There are two pathways in which HMGB1 can be released extracellularly. One is an active process which occurs when cells exposed to inflammatory mediators, such as lipopolysaccharide (LPS), (TNF)- α, and (IFN)-γ ; the other a passive process during cellular necrosis.
With the discovery of HMGB1 as a potent mediator of inflammation and the presence of extranuclear HMGB1 in several inflammatory conditions, investigations of possible beneficial effects of HMGB1-targeted therapies were initiated.
Many recent studies have concluded that HMGB1 is a key player in the pathogenesis of several autoimmune diseases such as rheumatoid arthritis, systemic lupus erythematosus and psoriasis vulgaris.
It was suggested that HMGB1 may constitute a proinflammatory loop and may act as an important player in the inflammatory processes in psoriasis vulgaris. Activated HMGB1 mediates cellular responses including chemotactic cell movement and release of proinflammatory cytokines such as tumor necrosis factor-, IL-1 β, and IL-6, and effects on various immune cells, such as macrophages, monocytes, T cells, and B cells.

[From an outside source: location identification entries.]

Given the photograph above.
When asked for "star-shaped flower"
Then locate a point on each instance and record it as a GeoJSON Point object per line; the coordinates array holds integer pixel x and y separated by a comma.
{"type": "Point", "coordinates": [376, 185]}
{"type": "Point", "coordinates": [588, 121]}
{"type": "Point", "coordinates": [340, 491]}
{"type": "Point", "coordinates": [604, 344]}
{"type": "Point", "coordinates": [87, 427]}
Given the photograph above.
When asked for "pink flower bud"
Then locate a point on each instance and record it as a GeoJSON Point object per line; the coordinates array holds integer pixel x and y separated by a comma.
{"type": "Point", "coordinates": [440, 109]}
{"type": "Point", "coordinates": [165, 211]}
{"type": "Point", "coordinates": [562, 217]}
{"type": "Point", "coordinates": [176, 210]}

This study included 20 randomly selected psoriasis vulgaris cases of different clinical variants and 20 healthy control subjects. Each patient was subjected to a detailed history taking and examination. Skin biopsies were taken from all subjects. Tissue levels of HMGB1 were assessed using an enzyme-linked immunosorbent assay before and after treatment. NB-UVB treatment sessions were given for the patient group three times per week for 3 months. Tissue HMGB1 levels and PASI scores were measured at the beginning of the study and after 3 months of treatment.
Results assessed revealed a statistically significant increase in the mean tissue HMGB1 level in patients with psoriasis vulgaris compared to healthy control subjects which supports the possible role of HMGB1 in psoriasis vulgaris. Tissue HMGB1 levels in patients with high PASI score before treatment were statistically higher than those with low PASI score after treatment which indicates that HMGB1 may be used in psoriasis vulgaris as marker of activity and a prognostic factor. No significant association between tissue HMGB1 level and the age or the sex of patients.
With reference to duration of disease, there was significant positive correlation between tissue HMGB1 levels and the disease duration.